Insects, Spiders, Centipedes, Millipedes
In the past, many butterflies could be found in the Lapwai Valley in Idaho. The Nez Perce people called this area the "Valley of the Butterflies" or, in the Nez Perce language, Pflap pflap. Three park sites, Spalding, Lapwai Mission, and Fort Lapwai are located in this region. Fields, meadows and hillsides of native flowers were once common in this area, making it attractive to several species of butterflies that dine on flower nectar. Today, the Lapwai Valley is largely an agricultural area and butterflies are less abundant than they have been in the past.
Other important insects in Nez Perce country include those found in and around water. These types of insect communities have strong effects on freshwater environments and are very important to fishes. By measuring the amount and types of aquatic insects (macroinvertebrates), park scientists also measure the health of streams and rivers. Because these insects are very sensitive to pollutants, the presence or absence of certain insects may indicate if and where streams are contaminated.

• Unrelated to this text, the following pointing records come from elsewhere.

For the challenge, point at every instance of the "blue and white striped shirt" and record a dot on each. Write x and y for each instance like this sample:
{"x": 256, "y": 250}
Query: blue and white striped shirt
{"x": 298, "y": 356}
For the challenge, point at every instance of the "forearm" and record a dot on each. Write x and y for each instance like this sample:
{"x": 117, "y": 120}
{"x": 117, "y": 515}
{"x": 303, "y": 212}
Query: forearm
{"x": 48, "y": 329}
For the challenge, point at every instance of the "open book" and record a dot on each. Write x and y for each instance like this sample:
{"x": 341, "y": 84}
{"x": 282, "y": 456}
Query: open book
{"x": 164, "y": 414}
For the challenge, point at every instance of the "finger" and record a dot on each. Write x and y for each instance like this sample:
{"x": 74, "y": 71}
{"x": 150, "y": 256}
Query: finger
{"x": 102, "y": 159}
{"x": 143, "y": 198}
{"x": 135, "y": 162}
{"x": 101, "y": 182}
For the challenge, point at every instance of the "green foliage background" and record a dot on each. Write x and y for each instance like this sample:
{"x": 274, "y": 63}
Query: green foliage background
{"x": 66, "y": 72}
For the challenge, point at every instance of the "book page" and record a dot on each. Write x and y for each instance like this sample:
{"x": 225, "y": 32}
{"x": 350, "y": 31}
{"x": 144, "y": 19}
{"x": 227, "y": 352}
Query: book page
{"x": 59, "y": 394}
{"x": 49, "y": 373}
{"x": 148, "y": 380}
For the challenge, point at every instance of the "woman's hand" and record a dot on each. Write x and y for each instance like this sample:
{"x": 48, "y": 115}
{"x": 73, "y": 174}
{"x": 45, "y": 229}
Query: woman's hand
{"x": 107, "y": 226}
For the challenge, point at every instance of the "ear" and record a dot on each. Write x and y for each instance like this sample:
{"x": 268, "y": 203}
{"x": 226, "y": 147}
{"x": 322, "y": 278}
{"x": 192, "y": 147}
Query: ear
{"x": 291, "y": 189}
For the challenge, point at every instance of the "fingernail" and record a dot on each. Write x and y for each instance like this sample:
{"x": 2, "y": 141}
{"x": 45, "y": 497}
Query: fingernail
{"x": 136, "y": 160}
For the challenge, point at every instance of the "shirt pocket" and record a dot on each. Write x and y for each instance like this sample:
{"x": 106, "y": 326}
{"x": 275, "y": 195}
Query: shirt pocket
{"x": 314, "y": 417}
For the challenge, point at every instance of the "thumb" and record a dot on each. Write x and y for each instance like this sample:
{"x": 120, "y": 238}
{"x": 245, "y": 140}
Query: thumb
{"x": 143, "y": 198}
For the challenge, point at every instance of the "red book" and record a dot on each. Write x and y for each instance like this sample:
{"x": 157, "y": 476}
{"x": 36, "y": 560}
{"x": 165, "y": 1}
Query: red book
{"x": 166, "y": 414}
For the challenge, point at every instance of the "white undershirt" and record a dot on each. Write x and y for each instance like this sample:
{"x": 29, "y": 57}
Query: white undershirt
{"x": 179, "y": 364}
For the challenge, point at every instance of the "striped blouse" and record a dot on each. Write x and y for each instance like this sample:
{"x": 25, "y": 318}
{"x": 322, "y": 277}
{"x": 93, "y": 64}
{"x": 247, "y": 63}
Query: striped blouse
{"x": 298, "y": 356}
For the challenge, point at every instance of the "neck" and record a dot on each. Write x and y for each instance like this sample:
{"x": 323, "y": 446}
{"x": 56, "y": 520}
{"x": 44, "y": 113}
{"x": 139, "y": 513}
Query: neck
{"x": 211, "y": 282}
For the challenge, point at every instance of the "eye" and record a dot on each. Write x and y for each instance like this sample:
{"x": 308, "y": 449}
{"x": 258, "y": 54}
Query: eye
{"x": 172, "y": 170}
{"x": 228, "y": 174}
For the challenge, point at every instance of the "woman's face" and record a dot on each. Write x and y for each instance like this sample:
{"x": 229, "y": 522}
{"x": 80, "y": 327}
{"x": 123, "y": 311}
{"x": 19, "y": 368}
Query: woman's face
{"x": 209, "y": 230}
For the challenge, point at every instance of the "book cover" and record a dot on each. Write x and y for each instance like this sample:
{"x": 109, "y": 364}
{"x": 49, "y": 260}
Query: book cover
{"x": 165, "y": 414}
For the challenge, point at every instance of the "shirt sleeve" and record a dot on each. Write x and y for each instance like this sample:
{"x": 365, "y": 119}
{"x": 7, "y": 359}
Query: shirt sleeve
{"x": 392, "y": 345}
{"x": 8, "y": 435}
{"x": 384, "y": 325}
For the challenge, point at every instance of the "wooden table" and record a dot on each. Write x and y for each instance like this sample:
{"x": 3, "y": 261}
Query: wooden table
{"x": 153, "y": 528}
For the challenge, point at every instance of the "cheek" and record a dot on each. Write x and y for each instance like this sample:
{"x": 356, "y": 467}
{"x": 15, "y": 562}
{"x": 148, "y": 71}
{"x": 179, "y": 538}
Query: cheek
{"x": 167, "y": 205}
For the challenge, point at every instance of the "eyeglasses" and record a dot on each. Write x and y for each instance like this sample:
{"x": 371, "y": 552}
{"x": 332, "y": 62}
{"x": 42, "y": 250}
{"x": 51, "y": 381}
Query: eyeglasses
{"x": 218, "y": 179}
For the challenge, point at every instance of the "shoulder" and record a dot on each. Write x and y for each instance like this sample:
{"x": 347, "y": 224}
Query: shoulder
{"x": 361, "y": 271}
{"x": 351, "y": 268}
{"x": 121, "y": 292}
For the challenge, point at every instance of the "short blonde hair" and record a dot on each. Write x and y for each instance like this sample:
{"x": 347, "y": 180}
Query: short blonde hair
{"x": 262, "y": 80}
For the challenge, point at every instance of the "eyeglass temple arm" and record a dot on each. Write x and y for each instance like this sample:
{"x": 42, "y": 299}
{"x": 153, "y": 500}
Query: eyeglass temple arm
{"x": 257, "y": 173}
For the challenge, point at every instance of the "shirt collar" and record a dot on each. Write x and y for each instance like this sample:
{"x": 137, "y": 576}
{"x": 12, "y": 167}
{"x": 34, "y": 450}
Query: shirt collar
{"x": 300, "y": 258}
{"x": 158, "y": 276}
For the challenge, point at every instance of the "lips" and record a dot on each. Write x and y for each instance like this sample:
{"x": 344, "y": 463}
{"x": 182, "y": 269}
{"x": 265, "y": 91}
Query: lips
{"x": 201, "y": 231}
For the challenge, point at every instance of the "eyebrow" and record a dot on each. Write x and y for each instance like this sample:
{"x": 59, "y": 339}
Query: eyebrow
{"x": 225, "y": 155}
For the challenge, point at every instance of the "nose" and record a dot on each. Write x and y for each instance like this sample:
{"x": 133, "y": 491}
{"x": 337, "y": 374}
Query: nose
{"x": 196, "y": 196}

Mayflies, caddisflies, and stoneflies are some examples of organisms that inhabit park site waters. Understanding the current status of freshwater ecosystems will help guide management and restoration efforts, and provide insight into ecosystem change in a landscape with changing climate and dynamic human influences.
Besides butterflies, there are hundreds of other insects across the Nez Perce homeland. In fact, there are more species of insects than of any other group of animals. Insects have affected many aspects of Nez Perce life historically and today. Some insects have helped the Nez Perce by pollinating their traditional plant foods, others have eaten bothersome insects, and still others have helped by recycling nutrients in nature.
Did You Know?
In September of 1805 Lewis and Clark crossed into Nez Perce country. A debate ensued among the Nez Perce. Should they assist these strangers or attack them? A female Nez Perce elder, Wetxuuwíis (Wet-k'hoo-wees)urged her people to do them no harm. Her words were heeded; the expedition was welcomed.